Their instruction is infused with a Latino perspective. While all medical students work with actors trained to present case histories, PRIME-LC students get Spanish-speaking actors who present typical Latino scenarios.

In the program’s second and third years, students take courses through UCI’s Department of Chicano/Latino Studies, including seminars on the epidemiology and biostatistics of diseases with high incidence in Latino communities.

“We learn everything from introduction to pre-Columbian health beliefs to current health policies affecting Latinos here in California,” Granados says.

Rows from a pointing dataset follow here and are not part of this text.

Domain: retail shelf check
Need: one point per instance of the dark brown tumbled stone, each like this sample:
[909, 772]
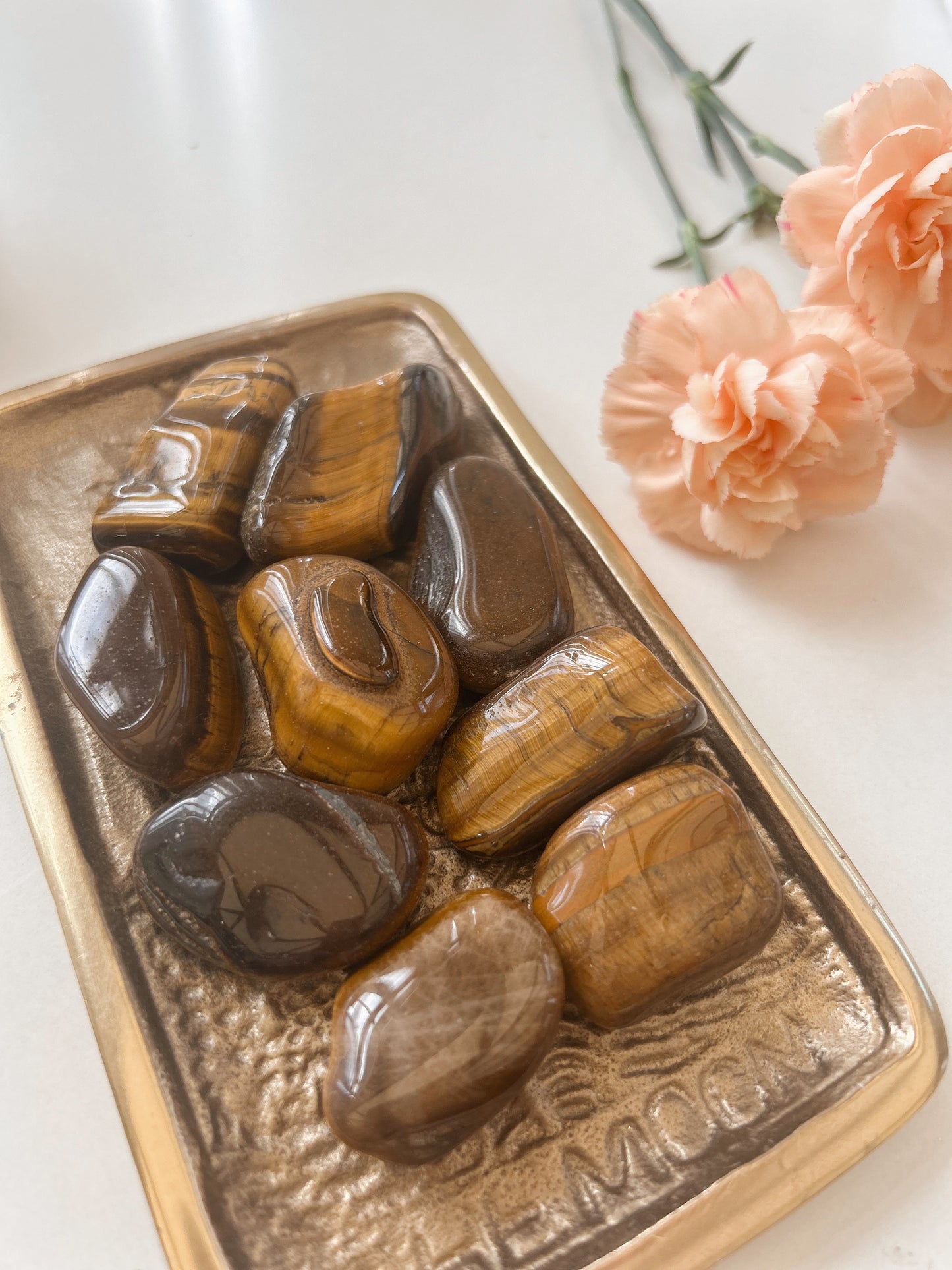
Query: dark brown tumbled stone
[488, 571]
[437, 1034]
[269, 874]
[345, 469]
[148, 661]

After their third year, PRIME-LC students take a one-year leave from their medical studies to get master’s degrees in health-care related fields. Granados, for instance, will focus on health policy at UCLA’s School of Public Policy. Other students will get degrees in administration, public health, or Chicano and Latino studies.

“PRIME-LC has forced me to think about how I’m going to use my training as a doctor in Western medicine to reach out to my patients. What can I do besides wake up every morning, go to work, and make my rounds?” Granados says. “PRIME-LC has caused me to think about health policy and research, and how these things can improve access to health care for underserved Latinos.”
Treating with knowledge

John Rose Jr., who entered the program a year after Granados, says he was immediately “struck by the idea of a medical school program with the concept of social justice at its core. It is so central to health care, but so frequently neglected.”

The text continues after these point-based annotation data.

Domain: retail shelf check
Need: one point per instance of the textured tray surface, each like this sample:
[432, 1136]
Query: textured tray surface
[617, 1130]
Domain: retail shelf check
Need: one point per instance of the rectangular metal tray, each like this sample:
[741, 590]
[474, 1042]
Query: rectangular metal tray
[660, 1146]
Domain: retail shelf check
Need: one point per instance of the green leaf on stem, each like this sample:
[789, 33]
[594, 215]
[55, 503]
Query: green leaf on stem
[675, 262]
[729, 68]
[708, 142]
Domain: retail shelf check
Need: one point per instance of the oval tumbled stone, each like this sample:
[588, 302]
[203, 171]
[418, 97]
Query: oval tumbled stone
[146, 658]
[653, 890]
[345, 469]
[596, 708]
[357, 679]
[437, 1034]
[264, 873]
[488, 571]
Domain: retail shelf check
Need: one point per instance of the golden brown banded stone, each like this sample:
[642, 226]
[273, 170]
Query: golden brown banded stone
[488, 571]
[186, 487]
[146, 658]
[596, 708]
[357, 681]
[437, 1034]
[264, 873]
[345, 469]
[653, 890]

Last summer, he and other PRIME-LC students spent a week in Nicaragua scouting sites for a cervical cancer program and seven weeks in Chiapas, Mexico, working with volunteers from a local public health organization. PRIME-LC is raising funds to send five students to Chiapas to continue the projects this summer.

This year, Rose and fellow students have helped the needy through Latino Health Access, a Santa Ana-based nonprofit organization that serves Orange County Latinos; Manetta is board chair. The students also have shared their experiences with faculty and other students at health conferences.

“The biggest problems with health care in our society are not problems of diagnosis or cure,” Rose says. “Most of the outbreaks of infectious disease and chronic diseases that hit poverty-stricken populations are rooted in the social fabric of our society. We’re trying to awaken in medical professionals an understanding of how social structure affects health. There are some things you just can’t cure with a pill.”

Right idea, right place, right time

Chancellor Michael Drake has been a leader in the University of California’s efforts to improve health care for underserved minority communities. He has been involved with PRIME-LC since its inception and served as principal investigator on the initial grant from The California Endowment.

“PRIME-LC is just what health care in California needs,” said Drake. “It educates talented students in cutting-edge medical procedures and builds a cultural understanding of our diverse communities. These students are committed to improving care for the underserved, and PRIME-LC provides them with the right tools to make a difference.”

Drake also saw the benefits of expanding the concept behind PRIME-LC to other underserved communities. He created “PRIME” programs at UC San Francisco for urban areas, at UC Davis for rural communities, and UC San Diego for populations with genetic health disparities.